Hasil Pengawasan Komisi II DPRD Maluku Banyak Temuan di Enam Dinas
AMBON, LaskarMaluku.com — Komisi II DPRD Provinsi Maluku telah menemukan banyak masalah dan kejanggalan didalam kinerja enam dinas vital di Maluku yang tentu menjadi mitra Komisi II. Temuan teknis di lapangan yang dipaparkan dalam rapat evaluasi terkait dengan hasil Pengawasan Komisi II DPRD Maluku beberapa waktu lalu.
Rapat tersebut berlansung diruang komisi II DPRD Maluku dan dihadiri enam dinas terkait, dipimpin ketua Komisi II DPRD Maluku, Irwadi, Senin (30/6/2025).
Ketua komisi II DPRD Provinsi Maluku, Irawadi, SH, mengatakan, temuan teknis di lapangan yang dipaparkan Komisi II bukan sekadar catatan administratif, melainkan potret buram tentang bagaimana proyek-proyek yang didanai rakyat melalui pemerintah berjalan serampangan.
“Mulai izin lingkungan diabaikan, hingga praktik kelenturan regulasi yang memberi celah bagi perusak lingkungan.

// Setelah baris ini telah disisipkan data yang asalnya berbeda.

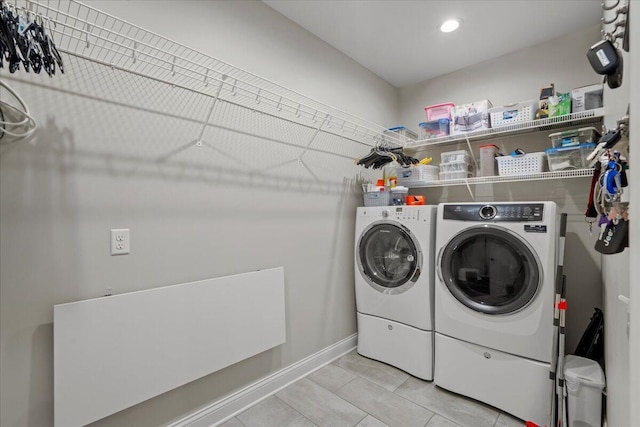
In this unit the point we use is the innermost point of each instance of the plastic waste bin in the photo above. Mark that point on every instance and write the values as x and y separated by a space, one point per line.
584 380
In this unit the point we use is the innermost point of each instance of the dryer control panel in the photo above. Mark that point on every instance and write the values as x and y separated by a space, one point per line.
516 212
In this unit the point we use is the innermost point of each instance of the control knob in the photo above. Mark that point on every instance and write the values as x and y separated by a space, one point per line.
488 212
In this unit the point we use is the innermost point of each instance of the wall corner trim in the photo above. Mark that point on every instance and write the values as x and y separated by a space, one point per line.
227 407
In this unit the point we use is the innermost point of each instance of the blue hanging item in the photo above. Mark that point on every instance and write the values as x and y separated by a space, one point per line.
610 177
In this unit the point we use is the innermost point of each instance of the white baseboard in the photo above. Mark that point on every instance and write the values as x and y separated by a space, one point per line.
223 409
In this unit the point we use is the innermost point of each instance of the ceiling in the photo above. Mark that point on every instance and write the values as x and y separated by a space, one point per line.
399 40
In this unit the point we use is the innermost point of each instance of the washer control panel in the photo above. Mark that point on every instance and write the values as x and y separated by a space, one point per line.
517 212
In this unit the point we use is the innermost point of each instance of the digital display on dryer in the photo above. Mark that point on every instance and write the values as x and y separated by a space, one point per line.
512 212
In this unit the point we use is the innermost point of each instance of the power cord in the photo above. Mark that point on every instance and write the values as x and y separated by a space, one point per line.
19 129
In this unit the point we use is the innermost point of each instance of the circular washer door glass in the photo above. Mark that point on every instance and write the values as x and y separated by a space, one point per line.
491 270
389 257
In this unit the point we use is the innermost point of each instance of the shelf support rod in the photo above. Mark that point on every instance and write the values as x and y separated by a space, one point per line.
87 31
213 104
198 141
313 137
473 157
473 197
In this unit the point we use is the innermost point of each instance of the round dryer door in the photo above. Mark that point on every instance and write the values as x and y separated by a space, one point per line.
389 257
490 269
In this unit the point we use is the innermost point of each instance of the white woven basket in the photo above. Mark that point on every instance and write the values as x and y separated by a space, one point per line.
521 165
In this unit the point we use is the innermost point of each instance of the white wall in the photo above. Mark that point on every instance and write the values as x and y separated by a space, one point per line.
634 238
92 167
506 80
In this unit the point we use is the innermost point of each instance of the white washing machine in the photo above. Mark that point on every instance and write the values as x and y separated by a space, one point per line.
394 271
494 294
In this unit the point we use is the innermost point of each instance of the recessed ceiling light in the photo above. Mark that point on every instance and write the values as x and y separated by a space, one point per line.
450 25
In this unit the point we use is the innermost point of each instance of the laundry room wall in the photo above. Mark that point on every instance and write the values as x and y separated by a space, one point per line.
616 269
93 166
506 80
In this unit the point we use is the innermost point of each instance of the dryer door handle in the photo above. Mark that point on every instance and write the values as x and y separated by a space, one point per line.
438 263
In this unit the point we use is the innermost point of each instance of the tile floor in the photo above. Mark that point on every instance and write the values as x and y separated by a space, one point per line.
360 392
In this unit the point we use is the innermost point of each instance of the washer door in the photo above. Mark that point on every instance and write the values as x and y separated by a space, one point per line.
389 257
490 269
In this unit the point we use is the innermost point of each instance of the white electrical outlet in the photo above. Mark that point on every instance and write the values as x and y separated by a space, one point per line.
120 241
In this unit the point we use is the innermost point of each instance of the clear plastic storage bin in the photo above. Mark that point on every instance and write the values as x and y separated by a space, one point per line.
439 111
416 175
488 153
377 198
574 137
515 113
434 128
460 174
454 156
521 165
455 170
402 134
570 157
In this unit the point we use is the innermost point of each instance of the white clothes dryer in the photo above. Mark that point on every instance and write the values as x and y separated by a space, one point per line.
394 272
494 295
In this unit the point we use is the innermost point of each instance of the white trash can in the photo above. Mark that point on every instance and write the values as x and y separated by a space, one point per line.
584 381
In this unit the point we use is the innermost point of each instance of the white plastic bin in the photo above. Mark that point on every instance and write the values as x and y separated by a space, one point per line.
584 380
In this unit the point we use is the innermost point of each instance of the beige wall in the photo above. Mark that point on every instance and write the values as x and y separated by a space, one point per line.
92 167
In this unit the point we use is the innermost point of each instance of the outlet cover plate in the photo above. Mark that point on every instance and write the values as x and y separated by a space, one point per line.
120 241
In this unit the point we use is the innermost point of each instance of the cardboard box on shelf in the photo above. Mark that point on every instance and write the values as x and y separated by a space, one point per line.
559 105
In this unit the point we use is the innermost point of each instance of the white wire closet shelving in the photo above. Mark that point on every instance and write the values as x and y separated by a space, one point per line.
541 176
573 119
90 34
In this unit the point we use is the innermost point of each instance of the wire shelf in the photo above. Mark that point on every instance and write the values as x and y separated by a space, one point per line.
90 34
573 173
582 117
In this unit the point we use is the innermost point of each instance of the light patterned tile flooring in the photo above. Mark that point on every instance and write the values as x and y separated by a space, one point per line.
354 391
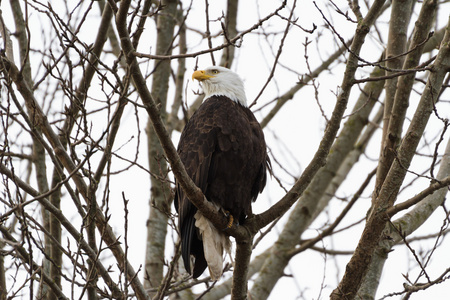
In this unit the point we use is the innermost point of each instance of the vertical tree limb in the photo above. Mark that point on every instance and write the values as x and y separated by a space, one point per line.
359 263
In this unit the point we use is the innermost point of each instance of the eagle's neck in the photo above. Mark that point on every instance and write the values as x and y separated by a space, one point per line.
231 89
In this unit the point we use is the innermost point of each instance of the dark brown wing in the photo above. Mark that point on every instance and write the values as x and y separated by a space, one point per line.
223 150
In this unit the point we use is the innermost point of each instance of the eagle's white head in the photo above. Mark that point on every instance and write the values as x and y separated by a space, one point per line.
221 81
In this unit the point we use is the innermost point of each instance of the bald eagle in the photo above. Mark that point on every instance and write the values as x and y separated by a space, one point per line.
224 152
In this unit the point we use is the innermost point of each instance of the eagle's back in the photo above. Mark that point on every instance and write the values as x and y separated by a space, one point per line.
224 152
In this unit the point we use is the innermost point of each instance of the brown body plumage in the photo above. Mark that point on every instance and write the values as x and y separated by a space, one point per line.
224 152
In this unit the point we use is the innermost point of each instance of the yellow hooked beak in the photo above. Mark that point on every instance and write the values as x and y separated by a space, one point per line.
200 75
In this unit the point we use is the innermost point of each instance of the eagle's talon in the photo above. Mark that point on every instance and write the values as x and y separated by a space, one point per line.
230 219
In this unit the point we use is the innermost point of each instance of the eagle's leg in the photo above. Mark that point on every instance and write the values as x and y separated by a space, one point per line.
230 219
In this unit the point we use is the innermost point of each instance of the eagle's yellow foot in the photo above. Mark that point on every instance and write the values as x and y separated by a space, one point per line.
230 219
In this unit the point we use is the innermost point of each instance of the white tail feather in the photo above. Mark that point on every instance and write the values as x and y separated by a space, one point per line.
214 243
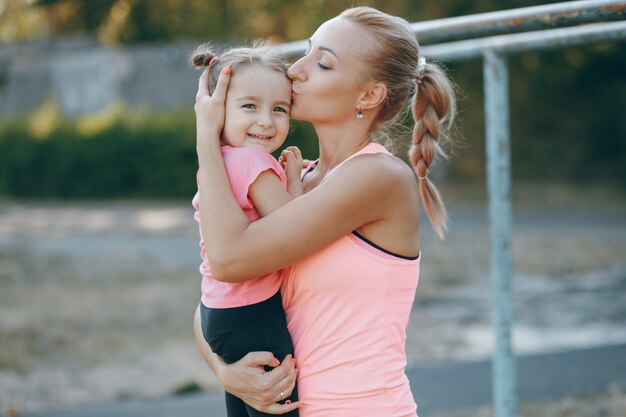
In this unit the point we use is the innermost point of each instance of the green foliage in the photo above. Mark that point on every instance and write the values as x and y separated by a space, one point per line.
135 155
119 154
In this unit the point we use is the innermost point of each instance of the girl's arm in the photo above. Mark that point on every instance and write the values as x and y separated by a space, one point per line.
360 193
291 160
247 378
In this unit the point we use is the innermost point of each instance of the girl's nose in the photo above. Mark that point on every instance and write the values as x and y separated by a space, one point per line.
264 121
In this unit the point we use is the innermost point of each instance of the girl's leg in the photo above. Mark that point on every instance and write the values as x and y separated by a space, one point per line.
236 407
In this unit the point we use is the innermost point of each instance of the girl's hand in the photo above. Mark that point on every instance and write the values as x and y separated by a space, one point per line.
209 109
291 161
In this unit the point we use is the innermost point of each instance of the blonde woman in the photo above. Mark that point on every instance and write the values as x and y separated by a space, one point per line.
350 244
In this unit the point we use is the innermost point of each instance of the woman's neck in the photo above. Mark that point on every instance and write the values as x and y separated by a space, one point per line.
337 144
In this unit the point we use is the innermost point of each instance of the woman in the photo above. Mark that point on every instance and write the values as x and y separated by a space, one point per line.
352 239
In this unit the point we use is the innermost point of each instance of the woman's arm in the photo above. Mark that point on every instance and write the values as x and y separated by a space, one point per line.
359 194
247 378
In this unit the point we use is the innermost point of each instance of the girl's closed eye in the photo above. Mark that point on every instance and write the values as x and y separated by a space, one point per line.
322 66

Ini adalah alarm keras bagi Gubernur Maluku untuk mengevaluasi menyeluruh birokrasi yang seharusnya menjadi pelayan masyarakat, bukan fasilitator masalah,” pungkasnya.
Menurutnya, sementara, Dinas Kehutanan: Bibit Fiktif dan Dana Rakyat yang Menguap, sektor Kehutanan menjadi sorotan tajam dengan temuan mencengangkan di aplikasi Hutan Raya.

“Komisi II menemukan adanya ketidaksesuaian label pada bibit yang ditanam. Label tertulis “Bibit Tahun 2025” namun bibit itu ternyata ditanam di tahun 2024, bahkan pembibitannya diduga berasal dari tahun 2023. Ini bukan sekadar kesalahan administrasi sepele,” tandas Irawadi.
Lebih lanjut, Irawadi mengungkapkan, dugaan ini mengarah pada praktik manipulasi data anggaran dan pengadaan bibit. Jika bibit yang ditanam sudah lebih tua dari tahun anggaran yang tertera, atau bahkan sudah ada sebelum proyek dimulai.
“Ini bisa menjadi indikasi adanya mark-up anggaran atau pengadaan fiktif. Terlebih lagi, informasi bahwa sumber bibit bukan dari pembagian resmi melainkan dari tanah masyarakat semakin memperkuat dugaan adanya penyimpangan dalam mata rantai pengadaan dan distribusi, ini mengancam kredibilitas program reboisasi dan efektivitas penggunaan dana publik yang ada,” ibunya.
Sedangkan, dinas Kelautan dan Perikanan, manyangkut dengan Balai bibit yang mangkrak yang terkesan buang-buang uang Rakyat. Jadi temuan di DKP tidak kalah memprihatinkan.
Pasalnya, Balai Bibit Laut di Arum, yang merupakan aset Pemda Kepulauan Aru, diketahui mangkrak dan tidak difungsikan secara optimal sejak tahun 2016. Bertahun-tahun lamanya, fasilitas ini disinyalir menjadi beban anggaran tanpa memberikan dampak nyata bagi masyarakat nelayan.
“Delapan tahun kemandekan operasional Balai Bibit Laut ini menunjukkan kegagalan perencanaan dan pengawasan program. Anggaran yang dialokasikan untuk pemeliharaan atau operasional balai tersebut selama ini, patut dipertanyakan peruntukannya,” jelas Irawadi.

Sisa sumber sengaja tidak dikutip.